Cyprus is not a peripheral concern for Britain. The United Kingdom is a guarantor power and maintains sovereign military territory on the island.
Bercow’s answer was striking in its candor. He had, he said, no knowledge of the matter.
Before answering, he reached for a familiar anecdote. Early in his political career, he recalled, a selection committee in Surrey had tried to catch him off guard with an obscure question about “the burning of our emulsion.”
He replied that his ignorance exceeded that of anyone else in the room. The committee laughed. The deflection worked.
In Washington, years later, the same instinct resurfaced. The Cyprus question was acknowledged, even entertained, and then set aside. At the time, this felt like a familiar Bercow moment: wry, self-aware, entirely within the limits of his office.
But seven years later the comparison lingers. Cyprus is treated much like the “burning of the emulsion.” It barely registers as a strategic priority within Britain’s political conversation.
That no longer holds. Cyprus is no longer a distant file. It is a frontline. And the culture of inattention has had operational consequences.
The drone strike on RAF Akrotiri in early 2026, amid the escalating confrontation with Iran, marked the first time a British sovereign facility had ever been hit in Cyprus.
It was not a signal.

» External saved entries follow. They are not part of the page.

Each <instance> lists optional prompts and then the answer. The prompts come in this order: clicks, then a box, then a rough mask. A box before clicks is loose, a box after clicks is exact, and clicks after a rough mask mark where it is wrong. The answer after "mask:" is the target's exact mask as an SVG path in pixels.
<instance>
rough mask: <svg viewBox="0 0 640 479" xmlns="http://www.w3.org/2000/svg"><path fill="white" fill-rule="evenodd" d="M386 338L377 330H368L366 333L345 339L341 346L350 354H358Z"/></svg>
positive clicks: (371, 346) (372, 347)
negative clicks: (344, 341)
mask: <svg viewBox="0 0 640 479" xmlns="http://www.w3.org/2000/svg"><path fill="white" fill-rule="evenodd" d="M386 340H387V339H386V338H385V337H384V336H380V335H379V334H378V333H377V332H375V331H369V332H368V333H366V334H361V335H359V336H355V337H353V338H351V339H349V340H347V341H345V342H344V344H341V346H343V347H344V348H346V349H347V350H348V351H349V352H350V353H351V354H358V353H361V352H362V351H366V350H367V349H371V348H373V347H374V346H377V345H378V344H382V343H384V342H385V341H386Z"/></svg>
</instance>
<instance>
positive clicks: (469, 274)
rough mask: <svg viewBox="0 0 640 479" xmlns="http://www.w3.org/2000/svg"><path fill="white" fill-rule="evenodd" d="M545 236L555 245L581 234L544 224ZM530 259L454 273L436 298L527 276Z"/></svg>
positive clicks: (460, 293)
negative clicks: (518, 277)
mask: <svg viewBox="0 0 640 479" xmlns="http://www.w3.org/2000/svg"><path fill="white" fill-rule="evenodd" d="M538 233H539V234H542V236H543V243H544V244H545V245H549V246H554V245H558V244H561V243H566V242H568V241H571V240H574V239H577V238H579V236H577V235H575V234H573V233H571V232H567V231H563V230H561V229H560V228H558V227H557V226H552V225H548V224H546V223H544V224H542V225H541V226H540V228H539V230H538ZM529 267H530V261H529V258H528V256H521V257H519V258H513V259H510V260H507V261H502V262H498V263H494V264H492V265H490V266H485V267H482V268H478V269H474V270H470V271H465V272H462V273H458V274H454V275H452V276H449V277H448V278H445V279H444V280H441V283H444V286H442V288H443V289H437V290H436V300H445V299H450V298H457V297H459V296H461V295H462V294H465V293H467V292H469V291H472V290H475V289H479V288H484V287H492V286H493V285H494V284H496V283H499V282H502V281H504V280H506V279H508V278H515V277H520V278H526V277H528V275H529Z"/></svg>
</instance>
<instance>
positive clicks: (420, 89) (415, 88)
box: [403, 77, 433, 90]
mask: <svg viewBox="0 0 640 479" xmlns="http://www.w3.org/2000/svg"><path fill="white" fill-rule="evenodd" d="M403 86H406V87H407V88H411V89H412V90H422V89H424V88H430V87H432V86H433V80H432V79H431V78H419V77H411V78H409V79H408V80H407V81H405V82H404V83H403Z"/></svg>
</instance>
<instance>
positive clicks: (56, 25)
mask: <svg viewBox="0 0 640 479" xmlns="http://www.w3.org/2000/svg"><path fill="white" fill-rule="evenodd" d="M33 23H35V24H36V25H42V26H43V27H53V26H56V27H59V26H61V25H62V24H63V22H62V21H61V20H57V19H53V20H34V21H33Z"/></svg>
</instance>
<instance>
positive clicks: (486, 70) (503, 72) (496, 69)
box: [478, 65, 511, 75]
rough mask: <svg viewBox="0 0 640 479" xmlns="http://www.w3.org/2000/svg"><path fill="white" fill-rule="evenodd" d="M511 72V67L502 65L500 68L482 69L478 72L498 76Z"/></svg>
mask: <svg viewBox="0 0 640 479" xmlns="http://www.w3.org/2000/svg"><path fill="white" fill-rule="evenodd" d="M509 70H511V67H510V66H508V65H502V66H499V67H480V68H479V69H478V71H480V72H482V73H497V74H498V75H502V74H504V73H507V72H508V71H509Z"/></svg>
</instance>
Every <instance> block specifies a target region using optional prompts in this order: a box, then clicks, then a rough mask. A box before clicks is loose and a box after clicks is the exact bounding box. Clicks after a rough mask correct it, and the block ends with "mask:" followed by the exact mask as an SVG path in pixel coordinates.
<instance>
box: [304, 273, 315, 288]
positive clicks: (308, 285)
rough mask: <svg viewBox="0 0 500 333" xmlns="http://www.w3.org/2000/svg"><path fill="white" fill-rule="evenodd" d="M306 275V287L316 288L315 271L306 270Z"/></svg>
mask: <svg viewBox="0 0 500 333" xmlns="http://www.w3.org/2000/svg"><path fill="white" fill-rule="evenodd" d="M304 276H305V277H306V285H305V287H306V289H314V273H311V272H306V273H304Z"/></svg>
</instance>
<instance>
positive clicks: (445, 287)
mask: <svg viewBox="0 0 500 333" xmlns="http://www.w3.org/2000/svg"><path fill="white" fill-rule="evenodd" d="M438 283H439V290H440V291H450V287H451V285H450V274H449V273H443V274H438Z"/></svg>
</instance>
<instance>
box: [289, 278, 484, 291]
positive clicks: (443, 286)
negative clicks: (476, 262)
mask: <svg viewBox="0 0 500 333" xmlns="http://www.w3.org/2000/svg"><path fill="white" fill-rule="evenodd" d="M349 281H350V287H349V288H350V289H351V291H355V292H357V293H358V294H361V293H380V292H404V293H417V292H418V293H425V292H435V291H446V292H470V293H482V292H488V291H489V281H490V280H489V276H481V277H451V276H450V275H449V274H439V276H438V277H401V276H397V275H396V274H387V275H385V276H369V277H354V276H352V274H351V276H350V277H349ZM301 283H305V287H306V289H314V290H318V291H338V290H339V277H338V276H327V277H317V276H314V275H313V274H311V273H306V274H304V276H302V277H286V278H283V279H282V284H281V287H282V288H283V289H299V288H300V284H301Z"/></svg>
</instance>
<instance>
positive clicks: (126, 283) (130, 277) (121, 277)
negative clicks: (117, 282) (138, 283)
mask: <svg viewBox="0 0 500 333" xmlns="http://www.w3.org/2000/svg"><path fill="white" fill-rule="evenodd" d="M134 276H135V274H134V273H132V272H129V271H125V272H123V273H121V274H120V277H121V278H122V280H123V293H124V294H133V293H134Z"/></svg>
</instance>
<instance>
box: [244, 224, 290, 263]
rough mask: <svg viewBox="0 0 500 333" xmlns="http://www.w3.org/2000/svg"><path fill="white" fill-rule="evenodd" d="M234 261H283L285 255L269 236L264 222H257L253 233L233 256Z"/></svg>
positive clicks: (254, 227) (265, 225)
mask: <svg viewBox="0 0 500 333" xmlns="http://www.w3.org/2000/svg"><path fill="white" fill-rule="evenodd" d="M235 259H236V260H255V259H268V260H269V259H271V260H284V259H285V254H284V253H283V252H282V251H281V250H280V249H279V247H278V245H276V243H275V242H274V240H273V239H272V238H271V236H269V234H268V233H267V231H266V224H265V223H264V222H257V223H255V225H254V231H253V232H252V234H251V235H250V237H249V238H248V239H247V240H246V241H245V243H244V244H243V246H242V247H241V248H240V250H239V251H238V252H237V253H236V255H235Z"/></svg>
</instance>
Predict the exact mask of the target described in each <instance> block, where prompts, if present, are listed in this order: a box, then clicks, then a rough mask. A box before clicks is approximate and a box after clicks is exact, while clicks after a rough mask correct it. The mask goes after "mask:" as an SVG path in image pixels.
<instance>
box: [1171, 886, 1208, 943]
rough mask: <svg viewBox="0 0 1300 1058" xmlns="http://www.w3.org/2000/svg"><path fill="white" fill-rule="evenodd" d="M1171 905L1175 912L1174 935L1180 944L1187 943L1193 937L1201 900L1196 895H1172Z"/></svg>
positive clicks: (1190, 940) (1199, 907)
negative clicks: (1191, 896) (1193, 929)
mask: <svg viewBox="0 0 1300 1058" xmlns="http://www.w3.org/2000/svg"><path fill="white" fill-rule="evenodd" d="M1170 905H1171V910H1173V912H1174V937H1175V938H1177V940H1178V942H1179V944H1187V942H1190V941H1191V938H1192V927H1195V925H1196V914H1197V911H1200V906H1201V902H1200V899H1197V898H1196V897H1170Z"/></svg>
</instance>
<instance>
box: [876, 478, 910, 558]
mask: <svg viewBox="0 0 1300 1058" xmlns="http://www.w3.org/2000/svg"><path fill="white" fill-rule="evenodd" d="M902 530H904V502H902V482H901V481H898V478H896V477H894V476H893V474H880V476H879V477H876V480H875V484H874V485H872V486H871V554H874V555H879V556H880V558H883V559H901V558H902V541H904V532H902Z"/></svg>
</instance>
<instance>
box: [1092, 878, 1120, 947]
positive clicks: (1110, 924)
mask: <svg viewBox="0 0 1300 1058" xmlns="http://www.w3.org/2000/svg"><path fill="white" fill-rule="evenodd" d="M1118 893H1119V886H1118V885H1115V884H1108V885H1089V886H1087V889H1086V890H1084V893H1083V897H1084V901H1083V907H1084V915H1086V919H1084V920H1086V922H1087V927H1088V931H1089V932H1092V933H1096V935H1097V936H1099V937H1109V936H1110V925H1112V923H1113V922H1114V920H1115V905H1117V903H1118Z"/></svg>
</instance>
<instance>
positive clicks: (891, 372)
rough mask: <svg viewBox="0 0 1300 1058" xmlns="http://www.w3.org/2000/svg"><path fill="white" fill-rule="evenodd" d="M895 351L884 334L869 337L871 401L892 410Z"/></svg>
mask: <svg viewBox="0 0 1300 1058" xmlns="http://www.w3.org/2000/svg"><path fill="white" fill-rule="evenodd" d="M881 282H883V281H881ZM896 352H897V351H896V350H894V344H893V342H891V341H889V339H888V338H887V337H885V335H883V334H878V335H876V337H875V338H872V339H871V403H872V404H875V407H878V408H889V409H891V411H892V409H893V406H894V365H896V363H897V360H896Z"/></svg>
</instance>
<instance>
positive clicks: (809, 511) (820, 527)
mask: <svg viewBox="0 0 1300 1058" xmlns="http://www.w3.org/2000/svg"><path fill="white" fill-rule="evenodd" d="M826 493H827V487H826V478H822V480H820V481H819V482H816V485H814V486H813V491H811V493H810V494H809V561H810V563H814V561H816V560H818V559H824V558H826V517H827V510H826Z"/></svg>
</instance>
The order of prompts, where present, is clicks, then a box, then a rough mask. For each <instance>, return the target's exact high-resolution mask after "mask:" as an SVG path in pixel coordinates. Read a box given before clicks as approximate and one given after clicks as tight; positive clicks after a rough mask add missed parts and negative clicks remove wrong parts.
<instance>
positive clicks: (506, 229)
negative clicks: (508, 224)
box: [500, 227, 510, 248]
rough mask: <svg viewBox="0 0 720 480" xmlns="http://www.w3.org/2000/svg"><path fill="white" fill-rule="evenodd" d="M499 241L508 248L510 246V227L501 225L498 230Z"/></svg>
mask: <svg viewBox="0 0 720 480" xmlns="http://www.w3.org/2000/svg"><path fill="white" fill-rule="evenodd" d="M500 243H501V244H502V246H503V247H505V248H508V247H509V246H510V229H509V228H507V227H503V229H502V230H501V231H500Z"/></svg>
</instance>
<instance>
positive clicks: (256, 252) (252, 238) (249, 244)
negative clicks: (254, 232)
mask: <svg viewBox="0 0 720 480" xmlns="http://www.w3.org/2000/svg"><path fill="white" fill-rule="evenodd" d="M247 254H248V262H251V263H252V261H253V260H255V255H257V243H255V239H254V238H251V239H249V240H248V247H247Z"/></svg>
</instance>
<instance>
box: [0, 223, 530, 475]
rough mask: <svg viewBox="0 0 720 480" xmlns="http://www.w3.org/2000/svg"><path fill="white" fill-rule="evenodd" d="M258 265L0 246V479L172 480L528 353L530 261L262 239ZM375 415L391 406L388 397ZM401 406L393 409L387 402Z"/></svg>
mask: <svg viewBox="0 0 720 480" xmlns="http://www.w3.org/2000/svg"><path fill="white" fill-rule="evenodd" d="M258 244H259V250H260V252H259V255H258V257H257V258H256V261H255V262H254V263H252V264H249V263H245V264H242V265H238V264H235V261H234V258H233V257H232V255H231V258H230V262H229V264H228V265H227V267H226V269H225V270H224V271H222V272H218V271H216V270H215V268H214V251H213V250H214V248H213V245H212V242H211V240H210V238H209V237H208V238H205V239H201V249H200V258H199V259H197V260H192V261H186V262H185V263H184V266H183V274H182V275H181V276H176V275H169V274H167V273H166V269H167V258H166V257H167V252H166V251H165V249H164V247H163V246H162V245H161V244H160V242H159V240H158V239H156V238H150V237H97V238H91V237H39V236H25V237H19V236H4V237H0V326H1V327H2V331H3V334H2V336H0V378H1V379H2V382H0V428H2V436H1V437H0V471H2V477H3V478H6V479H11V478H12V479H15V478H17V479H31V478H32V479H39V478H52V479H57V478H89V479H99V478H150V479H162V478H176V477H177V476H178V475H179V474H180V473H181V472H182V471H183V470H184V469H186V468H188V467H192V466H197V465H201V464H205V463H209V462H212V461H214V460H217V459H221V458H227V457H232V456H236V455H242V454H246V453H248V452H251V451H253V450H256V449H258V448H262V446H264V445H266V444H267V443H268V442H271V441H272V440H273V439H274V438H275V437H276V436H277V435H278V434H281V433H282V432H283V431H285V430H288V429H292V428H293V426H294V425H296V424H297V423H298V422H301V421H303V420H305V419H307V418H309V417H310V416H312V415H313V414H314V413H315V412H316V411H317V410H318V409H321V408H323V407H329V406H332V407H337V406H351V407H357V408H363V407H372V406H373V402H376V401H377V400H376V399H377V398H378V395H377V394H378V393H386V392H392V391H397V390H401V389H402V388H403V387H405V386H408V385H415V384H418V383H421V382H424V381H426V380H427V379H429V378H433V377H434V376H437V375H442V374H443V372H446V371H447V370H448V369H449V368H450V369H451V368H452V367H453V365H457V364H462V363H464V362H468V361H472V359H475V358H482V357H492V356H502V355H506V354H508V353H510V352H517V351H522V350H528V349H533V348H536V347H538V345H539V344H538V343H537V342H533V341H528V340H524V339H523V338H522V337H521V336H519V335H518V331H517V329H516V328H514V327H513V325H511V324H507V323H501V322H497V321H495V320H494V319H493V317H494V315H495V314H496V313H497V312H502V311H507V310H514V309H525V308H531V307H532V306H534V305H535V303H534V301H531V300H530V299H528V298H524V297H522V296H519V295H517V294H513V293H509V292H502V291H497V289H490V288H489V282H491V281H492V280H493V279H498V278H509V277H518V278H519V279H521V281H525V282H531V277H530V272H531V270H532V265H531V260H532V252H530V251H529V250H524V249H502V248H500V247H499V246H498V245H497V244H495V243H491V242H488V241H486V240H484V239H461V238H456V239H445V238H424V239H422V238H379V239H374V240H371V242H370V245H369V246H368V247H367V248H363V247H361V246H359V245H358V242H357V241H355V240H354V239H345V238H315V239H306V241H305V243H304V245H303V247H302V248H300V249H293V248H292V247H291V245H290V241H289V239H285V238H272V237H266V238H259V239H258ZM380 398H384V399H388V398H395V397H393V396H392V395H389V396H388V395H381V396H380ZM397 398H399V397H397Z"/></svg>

It was a test that exposed vulnerability.
London moved quickly to contain escalation, signaling that the bases would not be drawn further into the conflict. In the aftermath, Cypriot President Nikos Christodoulides called for a “frank and open discussion” on the future of the British presence.
British officials responded just as firmly: Akrotiri and Dhekelia are sovereign territory and not open to negotiation.
Legally, that position is clear. Strategically, it is not enough. Sovereignty carries exposure. It must also carry responsibility.
When the strike occurred, Britain did not have a destroyer immediately available in the Eastern Mediterranean. The deployment of HMS Dragon followed, but not at the speed the moment demanded.
This was not hesitation. The assets were simply not there.
Britain still presents itself as a global security actor, from Europe to the Indo Pacific. But it cannot both hold sovereign bases in a volatile region and treat that theater as secondary when it comes to readiness.
That tension is no longer theoretical. It is operational, and it extends beyond the question of ships alone.
Britain’s role in Cyprus has never been that of a distant observer. It is a former colonial power, a guarantor state, and a permanent military presence on the island.
Yet its political posture has often been more cautious than its legal position suggests, particularly when tensions with Turkey escalate.
Turkey complicates that calculus. It is a NATO ally whose cooperation Britain depends on, and whose interests in Cyprus run directly counter to Nicosia’s.
The 1960 Treaty of Guarantee obliges Britain, alongside Greece and Turkey, to uphold Cyprus’ constitutional order and, if necessary, act to restore it. Cyprus has not always received the full weight of what that role implies.
When that obligation was tested in 1974, Britain chose diplomacy over intervention as Turkey’s forces moved across the island. The Treaty had contemplated action. But Britain did not act and that decision remains contested to this day.
Britain has consistently claimed the privileges of its position in Cyprus while hedging on the obligations that position carries.
Of course, Parliament does not run foreign policy and does not decide where ships are deployed. That is the government’s responsibility. But Parliament shapes the political environment in which those decisions are made.
When Cyprus does not register at the level of the Speaker of the House, it is unlikely to be pressing anyone harder further down the chain. Issues that do not register politically rarely command urgency strategically.
The Bercow exchange and the strike at Akrotiri are years apart, but they are not disconnected. They reflect the same hierarchy of attention.
Britain treats Cyprus as permanent in law, but secondary in practice. That gap carries consequences. For Cyprus, it means exposure at a moment of rising regional volatility.
In a security environment where timing shapes outcomes, Britain can assert the legal status of its bases without delay. Acting on that claim at the same speed is a different test.
The burning emulsion, it turns out, was not a trick question.